I'm very grateful for Dejan's input on the thread
http://activemq.2283324.n4.nabble.com/broker-config-if-destination-may-be-down-td3086163.html

However I feel like perhaps I'm hitting this issue because of some
fundamental problem with my approach.

What I am trying to do is actually easy to describe, especially when you
don't take security or failover into account.
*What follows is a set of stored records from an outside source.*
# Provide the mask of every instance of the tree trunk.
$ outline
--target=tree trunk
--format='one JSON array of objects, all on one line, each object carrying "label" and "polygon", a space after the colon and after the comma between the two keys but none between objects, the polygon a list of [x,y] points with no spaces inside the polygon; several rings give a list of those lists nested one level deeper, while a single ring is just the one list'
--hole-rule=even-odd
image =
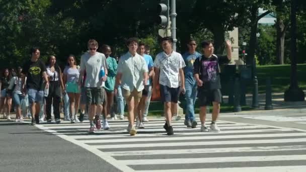
[{"label": "tree trunk", "polygon": [[247,64],[252,64],[253,60],[255,58],[255,50],[257,46],[256,34],[257,33],[258,7],[257,5],[253,5],[251,10],[251,21],[252,24],[251,26],[250,42],[249,43],[250,49],[249,50],[249,55],[247,59]]},{"label": "tree trunk", "polygon": [[280,17],[276,18],[276,59],[279,64],[284,64],[284,50],[286,31],[285,25]]}]

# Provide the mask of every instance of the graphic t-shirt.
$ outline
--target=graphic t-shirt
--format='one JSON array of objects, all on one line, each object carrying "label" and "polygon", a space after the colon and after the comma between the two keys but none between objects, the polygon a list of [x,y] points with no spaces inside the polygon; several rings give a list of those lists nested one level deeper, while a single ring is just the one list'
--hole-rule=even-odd
[{"label": "graphic t-shirt", "polygon": [[31,60],[27,61],[22,70],[22,73],[26,74],[28,77],[27,89],[43,90],[44,88],[42,73],[46,71],[46,66],[40,59],[35,62]]},{"label": "graphic t-shirt", "polygon": [[197,59],[193,64],[193,73],[199,74],[203,82],[202,88],[210,90],[221,89],[219,65],[228,62],[226,56],[218,57],[214,54],[209,58],[203,55],[200,60]]}]

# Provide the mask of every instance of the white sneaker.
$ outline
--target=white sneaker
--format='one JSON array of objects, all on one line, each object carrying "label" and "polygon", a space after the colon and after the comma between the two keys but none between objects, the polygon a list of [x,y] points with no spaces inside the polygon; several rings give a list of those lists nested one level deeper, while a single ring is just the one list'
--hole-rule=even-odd
[{"label": "white sneaker", "polygon": [[201,126],[201,132],[209,132],[209,130],[208,130],[208,128],[207,128],[206,126]]},{"label": "white sneaker", "polygon": [[138,126],[138,128],[144,128],[144,125],[143,124],[143,123],[142,123],[142,122],[140,122],[139,124],[139,126]]},{"label": "white sneaker", "polygon": [[76,115],[74,115],[74,121],[75,122],[80,122],[80,120],[79,120],[79,118],[78,118]]},{"label": "white sneaker", "polygon": [[110,128],[110,127],[109,126],[109,125],[108,125],[108,122],[107,122],[107,121],[103,122],[103,129],[104,130],[108,130]]},{"label": "white sneaker", "polygon": [[142,118],[142,121],[144,122],[149,122],[149,120],[147,119],[146,117],[143,117],[143,118]]},{"label": "white sneaker", "polygon": [[137,118],[137,119],[136,120],[136,127],[139,128],[140,125],[140,121],[139,121],[139,120],[138,119],[138,118]]},{"label": "white sneaker", "polygon": [[216,123],[213,123],[213,124],[210,124],[210,130],[211,130],[211,131],[214,131],[214,132],[220,131],[220,129],[219,129],[219,128],[218,128],[218,126],[217,125],[217,124],[216,124]]}]

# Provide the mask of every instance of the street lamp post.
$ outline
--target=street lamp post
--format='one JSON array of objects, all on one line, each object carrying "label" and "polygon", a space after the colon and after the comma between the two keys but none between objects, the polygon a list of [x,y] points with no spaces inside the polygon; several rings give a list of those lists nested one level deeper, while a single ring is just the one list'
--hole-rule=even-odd
[{"label": "street lamp post", "polygon": [[[257,37],[256,41],[260,36],[260,34],[257,33],[256,34],[256,37]],[[255,58],[253,58],[252,61],[252,76],[253,81],[252,107],[254,109],[257,109],[259,108],[259,105],[258,104],[258,80],[257,80],[257,76],[256,76],[256,59]]]}]

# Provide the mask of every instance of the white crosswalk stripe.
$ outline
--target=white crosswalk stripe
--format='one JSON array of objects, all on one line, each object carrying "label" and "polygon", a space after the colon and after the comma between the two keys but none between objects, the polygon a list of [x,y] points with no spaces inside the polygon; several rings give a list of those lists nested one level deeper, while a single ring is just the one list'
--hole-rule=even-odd
[{"label": "white crosswalk stripe", "polygon": [[135,136],[126,121],[109,122],[111,129],[88,134],[89,124],[41,124],[96,154],[123,171],[304,171],[306,132],[273,126],[220,121],[219,133],[188,129],[173,122],[167,135],[163,120],[145,123]]}]

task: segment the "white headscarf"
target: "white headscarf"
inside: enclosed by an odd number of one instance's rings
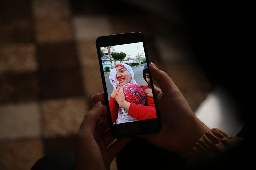
[[[136,83],[136,81],[135,81],[135,79],[134,79],[134,73],[132,67],[129,65],[125,64],[120,63],[116,65],[123,65],[127,69],[127,70],[131,74],[131,76],[132,77],[132,79],[131,80],[131,82],[128,83],[137,84],[137,83]],[[110,69],[110,74],[109,74],[109,81],[110,81],[110,83],[115,90],[116,90],[117,88],[120,87],[120,85],[119,84],[119,81],[117,80],[117,78],[116,77],[117,74],[117,71],[116,68]]]

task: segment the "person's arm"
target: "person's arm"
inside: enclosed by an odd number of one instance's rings
[[[242,165],[247,158],[245,144],[243,137],[228,136],[219,129],[211,129],[193,147],[188,158],[187,166],[194,169],[206,165],[212,168],[219,167],[220,165],[223,168],[230,168],[235,165],[234,163],[238,162],[237,165]]]
[[[107,108],[100,101],[84,116],[76,138],[76,170],[110,169],[114,159],[131,140],[129,138],[114,141],[107,116]]]
[[[131,103],[128,115],[139,120],[156,118],[156,113],[153,98],[147,96],[146,101],[146,106]]]

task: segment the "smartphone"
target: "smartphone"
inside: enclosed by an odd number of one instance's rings
[[[100,36],[96,44],[113,136],[121,138],[158,131],[161,125],[153,81],[149,69],[147,73],[143,71],[149,65],[142,34],[133,32]],[[123,100],[114,97],[120,87]],[[147,89],[152,90],[151,97],[146,96]]]

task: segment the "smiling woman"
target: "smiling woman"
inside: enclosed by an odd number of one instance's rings
[[[120,64],[110,72],[109,79],[114,87],[109,100],[112,123],[156,118],[153,98],[146,96],[144,91],[147,86],[136,83],[132,68]]]

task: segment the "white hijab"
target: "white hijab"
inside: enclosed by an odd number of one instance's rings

1. Say there are 2 servers, A and B.

2. There is only one type of message, and each server both sends and
receives it.

3. Sometimes A or B is down, and sometimes one server is started and
expected to run without the other ever starting.  No server/broker is
_always_ up.

4. The sending process shouldn't care if the remote server is up (messages
should cue up).

5. The receiving process shouldn't care if the remote server is up, it just
waits for data.

6. It's okay if we lose messages if too many would cue up, etc.  The
important thing is that we re-establish the message flow between A and B
when they are both available.


Currently I have one bridged broker on each server, and our sending and
receiving processes communicate with it using a vm connection.  This setup
works for most cases including transient network outages and even bouncing
one of the servers, but it does NOT work if the remote server is unavailable
at startup time*. 
(* possibly because I use a failover transport, which is probably required)

What I'd love to hear is how other's might approach this problem?  Am I over
or under engineering this?  Should I have 2 brokers on each server?